Gazi Üniversitesi Tıp Fakültesi Çocuk Enfeksiyonları Bilim Dalı Öğretim Üyesi ve Bilim Kurulu Üyesi Prof. Dr. Hasan Tezer, 1 Haziran'dan itibaren kontrollü normalleşme sürecinin başlamasıyla birlikte rakamları yakından takip etmeye başladıklarını söyledi. Prof. Dr. Tezer, "Çünkü bunun nasıl bir yansıması olacaktı, insanlarımız hep istediğimiz maske takmak, sosyal mesafe, hijyen kurallarına uyacaklar mı diye yakın takibe başladık. Ve maalesef bir haftadır 900'lü rakamlardan bin 500, bin 600'e kadar geldiğimizi gördük. Bu rakamlar artmaya başlayınca 'nerelerde yanlışlar yapılıyor' diye irdelemek gerekiyordu. Bu süreçte sosyal mesafe kuralına daha çok uyuldu; fakat maske takma konusunda insanlarımızın biraz gevşediğini gördük. Özellikle rakamların yüksek olduğu büyükşehirlerde insanlarımızın maskelerini çok fazla takmadıklarını ya da taksalar da doğru bir biçimde takmadıklarını gördük" dedi.

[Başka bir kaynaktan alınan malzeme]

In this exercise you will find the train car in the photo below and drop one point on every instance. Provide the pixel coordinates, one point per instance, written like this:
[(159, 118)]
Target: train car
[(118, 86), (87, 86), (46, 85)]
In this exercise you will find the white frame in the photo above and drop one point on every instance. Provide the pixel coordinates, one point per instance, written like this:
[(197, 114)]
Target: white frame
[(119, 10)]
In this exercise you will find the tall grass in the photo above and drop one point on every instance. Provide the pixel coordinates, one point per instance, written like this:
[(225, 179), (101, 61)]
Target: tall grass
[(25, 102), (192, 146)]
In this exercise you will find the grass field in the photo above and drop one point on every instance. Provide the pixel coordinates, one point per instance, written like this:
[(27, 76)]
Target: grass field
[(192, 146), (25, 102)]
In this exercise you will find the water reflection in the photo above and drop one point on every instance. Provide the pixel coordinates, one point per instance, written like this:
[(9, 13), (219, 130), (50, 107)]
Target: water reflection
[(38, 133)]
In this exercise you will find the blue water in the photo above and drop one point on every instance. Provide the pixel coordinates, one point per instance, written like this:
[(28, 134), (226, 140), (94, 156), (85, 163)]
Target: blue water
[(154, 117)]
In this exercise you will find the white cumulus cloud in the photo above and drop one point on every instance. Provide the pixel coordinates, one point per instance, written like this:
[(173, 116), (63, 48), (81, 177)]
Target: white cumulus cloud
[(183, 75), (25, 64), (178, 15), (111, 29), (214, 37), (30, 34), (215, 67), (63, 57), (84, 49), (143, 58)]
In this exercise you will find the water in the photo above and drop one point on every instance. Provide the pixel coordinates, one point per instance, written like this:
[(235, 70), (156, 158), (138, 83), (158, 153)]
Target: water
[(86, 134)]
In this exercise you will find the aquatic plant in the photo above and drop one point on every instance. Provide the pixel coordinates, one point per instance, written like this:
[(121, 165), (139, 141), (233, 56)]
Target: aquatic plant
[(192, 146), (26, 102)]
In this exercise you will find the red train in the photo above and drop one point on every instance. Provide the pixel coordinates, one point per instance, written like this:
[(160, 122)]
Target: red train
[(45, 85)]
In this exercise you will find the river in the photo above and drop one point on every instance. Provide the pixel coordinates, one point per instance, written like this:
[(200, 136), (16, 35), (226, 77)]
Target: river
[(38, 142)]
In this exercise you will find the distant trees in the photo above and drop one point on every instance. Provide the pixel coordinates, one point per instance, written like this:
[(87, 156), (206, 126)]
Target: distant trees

'RAKAMLAR ARTARSA BAŞKA KURALLAR DA GELECEKTİR'
Prof. Dr. Tezer, normalleşme sürecinden sonra vakalardaki artışın alarm işareti verdiğini ifade ederek, "O yüzden ilk aşamada maske takma kurallarının tekrar gözden geçirilmesine başlandı. Bu bağlamda da özellikle büyükşehirlerimiz olan İstanbul ve Ankara'da zorunlu maske takma tavsiyesinde bulunuldu. Ve özellikle vaka artışının yoğun bir şekilde görüldüğü Bursa ilimizde de benzer şekilde maske takılmasının zorunlu hale getirilmesi tavsiye edildi. Bu bağlamda da dün gece itibarıyla İstanbul ve Ankara illeri valiliklerinden maske takılmasının zorunlu olduğu ilan edilmiş oldu. Bu sayede rakamlarımızın daha fazla yükselmeden, bizi endişeli bir seviyeye getirdiğini görmeden düşüşe geçtiğini görmek en büyük temennimiz. Çünkü rakamlar daha artarsa, kontrol edilemeyecek seviyeye gelirse tekrar oturup değerlendirmek, başka kurallar da gerekecektir" ifadelerini kullandı.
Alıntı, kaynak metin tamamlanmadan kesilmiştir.